A decade and a half later, little has changed about his menu, cooking philosophy, or his well-deserved status as one of the Valley's most recognized chefs.

As always, the Southwestern influence takes center stage at Vincent's, showcasing chiles, native corn, and flurries of fresh herbs. Time-tested favorites include a rapturous salmon quesadilla, duck tamale with Anaheim chile, lobster chimichanga with basil pesto, and house-smoked fish, laid over a thin, phyllo-like crust dabbed with dill and horseradish cream.

Under Vincent's inspired direction, it's Southwestern with style, a region to believe.

Hacienda Mexican Food Restaurant
Jamie Peachey
Only a supernatural being would have thought to combine more ingredients than those which make authentic mole.

There are as many recipes for mole as there are regions in Mexico.
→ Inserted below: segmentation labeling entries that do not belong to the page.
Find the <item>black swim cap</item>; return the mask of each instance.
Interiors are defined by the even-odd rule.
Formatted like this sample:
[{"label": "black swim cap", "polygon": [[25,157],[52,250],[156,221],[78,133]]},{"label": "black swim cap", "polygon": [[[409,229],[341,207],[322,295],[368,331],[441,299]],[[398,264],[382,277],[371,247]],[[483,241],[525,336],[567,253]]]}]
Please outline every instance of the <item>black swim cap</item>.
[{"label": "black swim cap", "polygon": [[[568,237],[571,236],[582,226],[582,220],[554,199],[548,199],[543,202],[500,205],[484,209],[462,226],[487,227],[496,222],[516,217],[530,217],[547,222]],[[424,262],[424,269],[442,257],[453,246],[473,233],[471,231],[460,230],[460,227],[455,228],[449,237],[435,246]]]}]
But our local favorite -- a rich, velvety sauce containing a dozen types of dried chiles, nuts, seeds, vegetables, spices, plantains and chocolate -- can be found at Hacienda.

You'll have to look carefully for the dish -- it's hidden under the à la carte offerings as enmolada de queso con carne o pollo. And don't be misled by the unbelievably low $3.95 price tag -- you can easily make a meal of these two corn tortillas, stuffed with gooey jack cheese and chicken or beef, then covered with a creamy blanket of the dark addictive mole.

Mole? Olé!

Coyote Grill shows us why good Southwestern food will never be the flash-in-the-pan trend critics thought it would be back in the '80s. Who could turn their nose up at citrus-crusted catfish in spicy orange chipotle sauce; or Southwestern beef Wellington, stuffing filet mignon in puff pastry with mushrooms and hot cascabel chile sauce? Not us, certainly.

No, we've got our schnozzes firmly buried in executive chef Farn Boggie's steaming-hot onion soup, the rich beef stock splashed with Corona beer, soaking with thick croutons that taste of Pumpernickel, capped with melting Swiss cheese and served in a ceramic crock.

We're happily face-first in a plate of decadent salmon, overflowing with huge chunks in puff pastry with mushrooms, spinach and parmesan cream.

The grill's setting is pure Southwestern style -- sleek with inset stained glass, copper accents and a big, inviting bar. After a few margaritas, we feel rowdy and ask to try Boggie's "adventurous" selection -- "Let the chef pick something for you. May or may not be from the menu (your waitperson does not know what it is, either)."

We've never been disappointed. Now that's what gives a cuisine staying power.

Readers' Choice for Best Southwestern Restaurant: Z'Tejas Grill

Good sushi needn't cost an arm and a tentacle, although it usually does.

Happily, Ichi Ban turns the tide on steep-priced swimmers with its buffet-style sushi spread, a staggering array of Pisces-in-the-raw that will set you back just $13.95 at lunch, and $20.95 at dinner.

Except for the price, there's nothing cut-rate about this all-you-can-eat fish fest that offers more than 50 items. The top quality selections include pale pink albacore tuna, bright red maguro, silky salmon, buttery hamachi, cooked shrimp, flaky kani, red snapper, scallop and eel. Other choices include baked salmon, gyoza, snow crab and tempura, as well as an impressive array of premade hand rolls.

Ichi Ban's sushi buffet? We'll bite.

Flor de Michoacan
It's almost impossible to walk five blocks in any Mexican city on a summer day without passing at least one stand or parlor that specializes in paletas. Paletas are a traditional, distinctly Mexican take on the Popsicle concept: frozen natural-fruit bars that border on a survival necessity in the withering Mexican heat.

So it's a bit ironic that the definitive Valley peddlers of this distinctly Mexican treat are two twentysomething gringo siblings based in Mesa. But Nathan Hatch and his brother Adam spent much of their childhoods picking fruit at their parents' orchards in Chihuahua, Mexico. When they had time off, they hung out at their favorite paleteria and learned the fruit-crunching ropes from the masters.

Their shop, Flor De Michoacán, opened in May, and it's already pulling in the crucial Hispanic crossover clientele, with its authentic paletas, agua fresca drinks and frescas con crema (sliced strawberries mixed in cream). There are a few worthy paleta stands parked on Valley street corners, but if you're looking for a real shop, this is the place to go.